The reason is simple. Ever since the West, or particularly the Euro-Atlantic world, achieved its supremacy in the 15th century, it not only dominated politics and economy, but also history, with most of what happened before they came on the scene relegated to obscurity.
But in recent times, this hegemony is been challenged. What Oxford academician Peter Frankopan did for the Eurasian landmass' position in world history in his acclaimed "The Silk Roads", economist and author Sanjeev Sanyal does for this huge maritime expanse.
Sanyal, who notes he lived most of his life on this ocean's rim, being born in Kolkata and spending his adult life in Mumbai and Singapore, says that as he explored these cities and their surrounding environs, he "became aware how the history and culture of the Indian Ocean people have been closely interconnected for thousands of years".

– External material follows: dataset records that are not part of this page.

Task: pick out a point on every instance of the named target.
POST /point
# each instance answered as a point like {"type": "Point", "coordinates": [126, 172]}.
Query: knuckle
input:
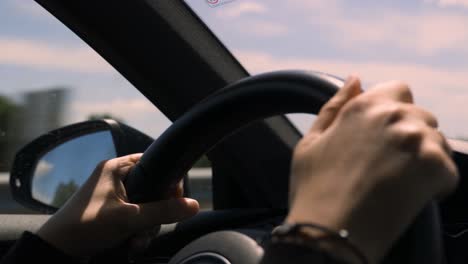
{"type": "Point", "coordinates": [408, 134]}
{"type": "Point", "coordinates": [332, 106]}
{"type": "Point", "coordinates": [358, 105]}
{"type": "Point", "coordinates": [390, 112]}
{"type": "Point", "coordinates": [403, 89]}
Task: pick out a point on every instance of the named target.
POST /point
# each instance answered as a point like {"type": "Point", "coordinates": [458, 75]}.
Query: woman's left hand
{"type": "Point", "coordinates": [99, 216]}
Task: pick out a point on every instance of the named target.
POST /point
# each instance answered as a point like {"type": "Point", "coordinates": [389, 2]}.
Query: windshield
{"type": "Point", "coordinates": [423, 42]}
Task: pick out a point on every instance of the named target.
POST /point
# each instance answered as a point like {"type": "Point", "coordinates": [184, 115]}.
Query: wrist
{"type": "Point", "coordinates": [333, 243]}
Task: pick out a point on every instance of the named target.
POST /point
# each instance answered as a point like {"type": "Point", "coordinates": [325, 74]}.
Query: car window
{"type": "Point", "coordinates": [50, 78]}
{"type": "Point", "coordinates": [422, 42]}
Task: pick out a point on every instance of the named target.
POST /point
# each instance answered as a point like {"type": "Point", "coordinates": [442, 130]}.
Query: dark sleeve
{"type": "Point", "coordinates": [281, 253]}
{"type": "Point", "coordinates": [31, 248]}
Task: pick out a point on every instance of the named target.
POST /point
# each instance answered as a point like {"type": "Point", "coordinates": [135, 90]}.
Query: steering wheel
{"type": "Point", "coordinates": [168, 159]}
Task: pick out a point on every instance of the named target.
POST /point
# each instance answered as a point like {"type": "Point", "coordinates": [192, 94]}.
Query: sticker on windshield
{"type": "Point", "coordinates": [216, 3]}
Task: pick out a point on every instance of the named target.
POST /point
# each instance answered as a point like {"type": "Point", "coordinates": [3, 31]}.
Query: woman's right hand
{"type": "Point", "coordinates": [369, 164]}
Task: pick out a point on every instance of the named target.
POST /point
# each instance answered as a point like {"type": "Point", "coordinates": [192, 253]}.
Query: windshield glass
{"type": "Point", "coordinates": [423, 42]}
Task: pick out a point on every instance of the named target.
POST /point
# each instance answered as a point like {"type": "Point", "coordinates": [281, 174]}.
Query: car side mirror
{"type": "Point", "coordinates": [48, 171]}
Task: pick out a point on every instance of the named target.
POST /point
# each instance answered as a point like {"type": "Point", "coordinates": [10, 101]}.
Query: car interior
{"type": "Point", "coordinates": [169, 54]}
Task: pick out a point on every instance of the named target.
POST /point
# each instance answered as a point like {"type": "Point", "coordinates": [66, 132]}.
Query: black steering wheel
{"type": "Point", "coordinates": [168, 159]}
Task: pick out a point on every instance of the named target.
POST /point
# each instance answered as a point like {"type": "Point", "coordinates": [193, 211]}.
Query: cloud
{"type": "Point", "coordinates": [449, 3]}
{"type": "Point", "coordinates": [42, 55]}
{"type": "Point", "coordinates": [120, 107]}
{"type": "Point", "coordinates": [441, 90]}
{"type": "Point", "coordinates": [236, 10]}
{"type": "Point", "coordinates": [266, 29]}
{"type": "Point", "coordinates": [137, 112]}
{"type": "Point", "coordinates": [424, 33]}
{"type": "Point", "coordinates": [28, 7]}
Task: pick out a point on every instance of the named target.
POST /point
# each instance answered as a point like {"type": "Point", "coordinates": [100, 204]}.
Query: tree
{"type": "Point", "coordinates": [203, 162]}
{"type": "Point", "coordinates": [98, 116]}
{"type": "Point", "coordinates": [63, 192]}
{"type": "Point", "coordinates": [7, 110]}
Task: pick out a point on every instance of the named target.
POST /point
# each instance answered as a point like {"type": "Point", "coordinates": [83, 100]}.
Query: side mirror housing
{"type": "Point", "coordinates": [47, 171]}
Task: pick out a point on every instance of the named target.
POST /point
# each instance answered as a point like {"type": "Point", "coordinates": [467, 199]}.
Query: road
{"type": "Point", "coordinates": [200, 182]}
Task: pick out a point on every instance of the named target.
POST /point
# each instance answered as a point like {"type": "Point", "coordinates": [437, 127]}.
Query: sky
{"type": "Point", "coordinates": [422, 42]}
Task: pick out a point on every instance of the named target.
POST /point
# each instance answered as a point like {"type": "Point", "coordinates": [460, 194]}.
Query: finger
{"type": "Point", "coordinates": [163, 212]}
{"type": "Point", "coordinates": [176, 191]}
{"type": "Point", "coordinates": [436, 150]}
{"type": "Point", "coordinates": [415, 112]}
{"type": "Point", "coordinates": [123, 165]}
{"type": "Point", "coordinates": [395, 90]}
{"type": "Point", "coordinates": [327, 114]}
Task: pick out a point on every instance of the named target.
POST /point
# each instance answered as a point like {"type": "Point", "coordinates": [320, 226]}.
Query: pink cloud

"Indeed, as you become conscious of it, it springs at you everywhere - in the narrow lanes of Zanzibar, the frankincense-perfumed bazaars of Muscat, the ancient temples of southern India and in the ruins of Angkor," he says. This book ensued when, at some stage, he began gathering information and realised it told a story much in variance to what we have been used to - especially the Western version.
And Sanyal, whose previous book dealt with the historical and political geography of the Indian subcontinent, brings out here a most enlightening, and sometimes provocatively 'myth-breaking' account spanning across ages and continents.
It may differ from peripatetic American foreign policy expert Robert D. Kaplan's "Monsoon: The Indian Ocean and the Future of Indian Power" (2010), which concentrates on the here and now and what lies ahead geo-politically, but gives as vivid a feel, since it is also based on visits to the areas being written about.
Sanyal, who stresses that he never set out to write a comprehensive history but a "brief and eclectic one", also tries to demonstrate "the extent to which history looks different when witnesses from the coastlines rather than from an inland point of view", rather than most works which only offer the perspective of the huge land empires.
In the process, emerge many historically-significant but mostly unknown figures, like a Kerala ruler who ensured India would not become a Dutch colony, the real contributions of a range of relatively-obscure dynasties - remember the Pallavas, the the Pandyas, the Cheras, the Satvahanas? - while actions of rulers from Ashoka to Tipu Sultan look vastly different.
And Sanyal is certainly brief and eclectic - in ten colourfully detailed but most lucidly accessible chapters, he takes us from the prehistoric era when the geographical contours of the ocean and its littoral basically formed up, and the human evolutions and migrations that populated the world, right down to the 21st century.
In the course of the journey, there is no lack of unique historical personalities, both known and unknown, surprising facts galore, and re-interpretations of what we think are historical facts and estimations. All this is presented with some humorous asides, a lack of dogmatic emphasis - though a distaste for some particular rulers or groups is evident - while some of his premises, especially on the freedom struggle, are debatable.
You may not agree with everything but he certainly provides an thoughtful view of the past - and its continuity.